Mapping the Storm: Geospatial Impacts of Severe Weather on LEO Network Performance

2026-06-01Networking and Internet Architecture

Networking and Internet Architecture
AI summary

The authors studied how weather affects Starlink's internet service across the United States. They used detailed data from over 1,200 Starlink terminals and matched it with local weather conditions to see how things like heavy rain or snow impact the connection. They found that bad weather can cause significant slowdowns or outages lasting minutes to hours for more than half of the affected users. This research is the first big study connecting satellite internet performance with detailed weather data and helps improve how these systems plan for and handle weather problems.

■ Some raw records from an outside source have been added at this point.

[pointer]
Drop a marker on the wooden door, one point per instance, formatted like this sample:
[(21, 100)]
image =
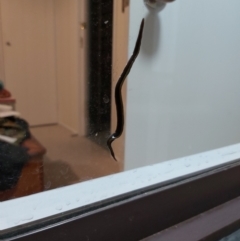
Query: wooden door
[(29, 58)]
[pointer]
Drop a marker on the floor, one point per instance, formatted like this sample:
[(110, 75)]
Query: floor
[(71, 159)]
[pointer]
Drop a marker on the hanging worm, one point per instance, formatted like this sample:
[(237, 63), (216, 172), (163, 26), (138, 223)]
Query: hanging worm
[(118, 94)]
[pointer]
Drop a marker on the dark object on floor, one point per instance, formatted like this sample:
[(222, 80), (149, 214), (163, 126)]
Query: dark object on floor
[(12, 160)]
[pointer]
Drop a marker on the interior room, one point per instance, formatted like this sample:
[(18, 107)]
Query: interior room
[(45, 54)]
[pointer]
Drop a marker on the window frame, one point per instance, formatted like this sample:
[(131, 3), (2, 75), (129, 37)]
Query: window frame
[(138, 216)]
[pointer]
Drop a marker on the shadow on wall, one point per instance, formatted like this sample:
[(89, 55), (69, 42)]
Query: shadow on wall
[(151, 36), (57, 174)]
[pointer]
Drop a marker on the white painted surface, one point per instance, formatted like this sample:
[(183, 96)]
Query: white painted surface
[(183, 91), (31, 208), (29, 61), (119, 61)]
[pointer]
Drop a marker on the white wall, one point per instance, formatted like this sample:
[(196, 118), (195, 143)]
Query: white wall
[(67, 54), (183, 93)]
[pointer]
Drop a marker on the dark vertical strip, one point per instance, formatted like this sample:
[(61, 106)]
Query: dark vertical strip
[(100, 68)]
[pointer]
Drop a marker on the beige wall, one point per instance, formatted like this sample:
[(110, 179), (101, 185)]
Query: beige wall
[(67, 48), (1, 50)]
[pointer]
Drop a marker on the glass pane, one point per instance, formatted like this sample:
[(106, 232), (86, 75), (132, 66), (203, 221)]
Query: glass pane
[(60, 93)]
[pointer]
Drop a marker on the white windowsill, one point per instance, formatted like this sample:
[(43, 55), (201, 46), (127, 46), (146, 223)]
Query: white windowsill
[(41, 205)]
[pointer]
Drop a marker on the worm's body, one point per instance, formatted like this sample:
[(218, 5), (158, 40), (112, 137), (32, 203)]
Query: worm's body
[(118, 94)]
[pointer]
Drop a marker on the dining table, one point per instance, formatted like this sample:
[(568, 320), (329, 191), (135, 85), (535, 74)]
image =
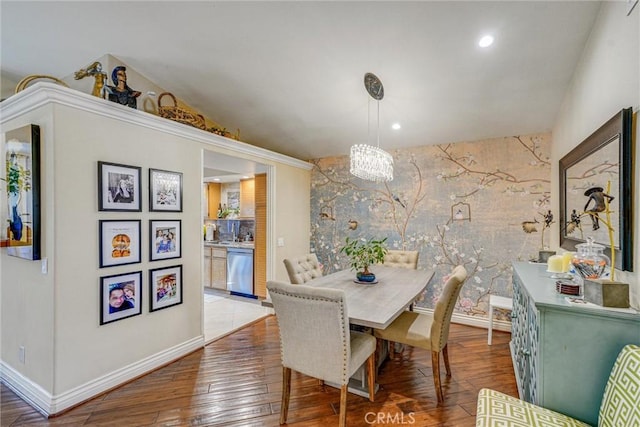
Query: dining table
[(374, 305), (377, 304)]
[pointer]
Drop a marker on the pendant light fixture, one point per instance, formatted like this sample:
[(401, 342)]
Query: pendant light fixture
[(369, 162)]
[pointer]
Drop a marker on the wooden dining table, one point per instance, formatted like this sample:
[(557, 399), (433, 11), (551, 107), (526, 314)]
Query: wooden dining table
[(376, 305)]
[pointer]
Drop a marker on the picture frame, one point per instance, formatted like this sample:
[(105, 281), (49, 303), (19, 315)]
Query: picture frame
[(119, 187), (165, 239), (119, 242), (165, 191), (22, 160), (165, 287), (603, 157), (120, 296)]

LEO satellite constellationsStarlinkbroadband connectivityping latencytelemetry dataspatio-temporal variabilitynetwork performanceweather impactservice outagesgeospatial analysis
Authors
Sina Ehsani, Bhanu Pallakonda, Pragyana K. Mishra
Abstract
LEO satellite constellations, led by deployments such as Starlink, are playing an increasingly pivotal role in enabling global broadband connectivity. However, the reliability and performance of these space-based networks are highly sensitive to environmental dynamics, particularly localized weather phenomena that exhibit strong spatio-temporal variability. In this study, we present a continental-scale geospatial analysis of weather-induced performance degradation in the Starlink LEO network, with a focus on the contiguous United States. Leveraging a unique dataset comprising more than 870,000 terminal hours of minute-level telemetry from 1,292 Starlink terminals, we integrate high-resolution localized weather observations to quantify the impact of various meteorological conditions. We evaluated key performance indicators (KPIs)-including ping latency, ping drop rate, and signal quality-using spatial join techniques and time-aligned correlation with classified weather events. Our analysis reveals that severe weather events, such as thunderstorms with heavy rain or snow, have a pronounced effect on network performance. In particular, more than 55% affected terminals experienced substantial degradation. Temporal continuity analysis at the minute level shows that such degradation can lead to sustained impairments or full service outages lasting from several minutes to multiple hours.This work contributes to the first large-scale empirical study linking LEO satellite Internet performance with fine-grained weather data in both space and time. Our findings offer actionable insights for geospatial predictive modeling, weather-aware network provisioning, and resilient satellite communication system design. We also propose a framework for incorporating weather-inferred performance variability into future geospatial planning and service-level forecasting tools for LEO-based Internet systems.